AVX2 1GB long array

Question

I have a 1gb long array with floats in a .bin file. After i read it how can i sum the elements with avx2 instrucion, and print the result?

I edited my code with Jake 'Alquimista' LEE's answer. The problem is the result much smaller than it will be. And other question, how can i add a constant to each number that i readed from .bin file?

#include <stdint.h>
#include <stdio.h>
#include <stdlib.h>
#include <immintrin.h>

inline float sumf(const float *pSrc, uint32_t len)
{
    __m256 sum, in;
    float sumr;
    uint32_t sumi;
    uint32_t lenr = len & 7;
    while (len--)
    len >>= 3;
    sum = _mm256_set1_ps(0.0f);
    {
        in = _mm256_loadu_ps(pSrc++);
        sum = _mm256_add_ps(in, sum);
    }

    sum = _mm256_hadd_ps(sum, in);
    sum = _mm256_hadd_ps(sum, in);
    sum = _mm256_hadd_ps(sum, in);
    sumi = _mm256_extract_epi32(*(__m256i *)&sum, 0);
    sumr = *(float *)&sumi;

    while (lenr--)
    {
        sumr += *pSrc++;
    }

    return sumr;
}


int main(void)
{

        FILE *file;

        float *buffer2;
        uint32_t fileLen;

        if((file = fopen("example.bin","rb"))==NULL)
        {
                printf("Error! opening file");
                exit(1);
        }


        fseek(file, 0, SEEK_END);
        fileLen=ftell(file);
        fseek(file, 0, SEEK_SET);
    buffer2=(float *)malloc(fileLen+1);
        if (!buffer2)
        {
                fprintf(stderr, "Memory error!");
                                fclose(file);
                return 0;
        }


        fread(buffer2, fileLen, 1, file);
        fclose(file);
        printf( "File size : %lu Bits \n", fileLen );
        for(int i = 0; i<10; i++)
        printf("%f \n", buffer2[i]);

    float sum =sumf(buffer2,fileLen);
        printf("%f\n",s);
        free(buffer2);
        return 0;
}

You don't need AVX2 for that. IO will be a bottleneck for you. Just pipeline IO and simple summation code and you'll be fine. — Elalfer, Nov 04 '17 at 00:36
Consider reading the file as chunks. Grouping floats as pairs of `__m256` floats (Probably using casts or using vector load intrinsics) then performing addition with `_mm256_add_ps(a, b)` on the two vectors. I could help with a piece of code later. — Karim Manaouil, Nov 04 '17 at 01:00
What's the point in adding a constant to each element in the array?
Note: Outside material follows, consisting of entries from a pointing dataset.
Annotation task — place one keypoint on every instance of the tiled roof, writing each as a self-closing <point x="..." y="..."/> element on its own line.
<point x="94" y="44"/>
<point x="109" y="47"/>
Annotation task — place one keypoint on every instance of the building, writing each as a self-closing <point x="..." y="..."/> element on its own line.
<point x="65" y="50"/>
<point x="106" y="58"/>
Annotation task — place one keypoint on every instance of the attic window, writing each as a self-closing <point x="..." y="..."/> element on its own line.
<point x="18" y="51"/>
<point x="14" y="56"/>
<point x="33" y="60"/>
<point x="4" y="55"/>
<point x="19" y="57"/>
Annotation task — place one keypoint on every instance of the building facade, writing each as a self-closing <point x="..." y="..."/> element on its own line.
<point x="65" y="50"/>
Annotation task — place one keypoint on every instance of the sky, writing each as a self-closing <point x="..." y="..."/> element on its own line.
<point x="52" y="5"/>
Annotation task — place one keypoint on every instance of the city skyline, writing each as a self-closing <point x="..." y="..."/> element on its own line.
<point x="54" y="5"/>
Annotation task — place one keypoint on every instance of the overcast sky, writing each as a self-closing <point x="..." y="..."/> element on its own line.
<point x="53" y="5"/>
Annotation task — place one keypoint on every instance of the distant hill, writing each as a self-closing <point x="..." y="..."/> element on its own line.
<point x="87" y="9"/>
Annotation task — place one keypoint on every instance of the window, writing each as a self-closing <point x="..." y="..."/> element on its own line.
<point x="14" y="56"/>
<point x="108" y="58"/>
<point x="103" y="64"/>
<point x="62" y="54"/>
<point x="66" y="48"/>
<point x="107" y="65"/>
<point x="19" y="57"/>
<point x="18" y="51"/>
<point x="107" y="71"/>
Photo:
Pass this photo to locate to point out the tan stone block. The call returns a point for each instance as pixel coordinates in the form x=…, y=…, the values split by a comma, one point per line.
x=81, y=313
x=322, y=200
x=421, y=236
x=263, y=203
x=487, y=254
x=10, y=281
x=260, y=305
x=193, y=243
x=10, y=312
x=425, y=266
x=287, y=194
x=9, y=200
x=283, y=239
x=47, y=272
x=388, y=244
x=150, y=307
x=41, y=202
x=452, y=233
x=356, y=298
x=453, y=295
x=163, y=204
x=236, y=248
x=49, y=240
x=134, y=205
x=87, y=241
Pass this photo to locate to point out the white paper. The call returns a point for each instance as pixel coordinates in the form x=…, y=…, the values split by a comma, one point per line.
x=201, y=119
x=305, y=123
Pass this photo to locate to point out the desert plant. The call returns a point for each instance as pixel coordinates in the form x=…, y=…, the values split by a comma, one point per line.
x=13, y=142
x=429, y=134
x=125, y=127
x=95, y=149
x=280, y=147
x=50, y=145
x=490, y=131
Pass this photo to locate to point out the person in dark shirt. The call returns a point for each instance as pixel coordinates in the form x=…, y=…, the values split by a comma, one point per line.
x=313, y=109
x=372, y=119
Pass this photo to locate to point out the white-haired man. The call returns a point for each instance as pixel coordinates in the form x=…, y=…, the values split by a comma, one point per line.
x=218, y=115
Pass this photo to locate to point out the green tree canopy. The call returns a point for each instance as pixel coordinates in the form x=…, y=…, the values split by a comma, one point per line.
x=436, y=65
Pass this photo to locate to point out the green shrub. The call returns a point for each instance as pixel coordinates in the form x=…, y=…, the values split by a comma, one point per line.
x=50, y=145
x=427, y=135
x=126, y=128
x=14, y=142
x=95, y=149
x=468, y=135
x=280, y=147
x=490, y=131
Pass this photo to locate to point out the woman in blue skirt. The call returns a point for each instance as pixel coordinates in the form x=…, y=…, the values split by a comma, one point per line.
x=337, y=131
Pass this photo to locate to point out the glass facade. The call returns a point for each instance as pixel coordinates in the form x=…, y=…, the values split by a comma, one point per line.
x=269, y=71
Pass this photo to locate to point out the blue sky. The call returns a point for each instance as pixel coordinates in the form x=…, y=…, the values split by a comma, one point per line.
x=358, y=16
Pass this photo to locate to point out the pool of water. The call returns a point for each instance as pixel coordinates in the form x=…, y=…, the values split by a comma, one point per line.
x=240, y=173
You could just add `const * len` to the final result. — Jake 'Alquimista' LEE, Nov 04 '17 at 16:17
By the way, you should have left your original question as it was. — Jake 'Alquimista' LEE, Nov 04 '17 at 16:18
@RafaNadal95 I have added an answer. Check it out and tell me what was the result. — Karim Manaouil, Nov 04 '17 at 23:08

Jake 'Alquimista' LEE · Answer 1 · 2017-11-07T07:55:00.373

0

inline float sumf(const float *pSrc, uint32_t len)
{
    __m256 sum, in;
    float sumr;
    uint32_t sumi;
    uint32_t lenr = len & 7;
    len >>= 3;
    sum = _mm256_set1_ps(0.0f);
    while (len--)
    {
        in = _mm256_loadu_ps(pSrc++);
        sum = _mm256_add_ps(in, sum);
    }
    in =  *(__m256 *)&_mm256_permute4x64_pd(*(__m256d *)&sum, 0b01001110);
    sum = _mm256_hadd_ps(sum, in);
    sum = _mm256_hadd_ps(sum, in);
    sum = _mm256_hadd_ps(sum, in);
    sumi = _mm256_extract_epi32(*(__m256i *)&sum, 0);
    sumr = *(float *)&sumi;

    while (lenr--)
    {
        sumr += *pSrc++;
    }

    return sumr;
}

The function above will do. However, I don't think that it will bring much of a performance gain, if any, since it's a very trivial one, and the compiler will do auto-vectorize it anyway.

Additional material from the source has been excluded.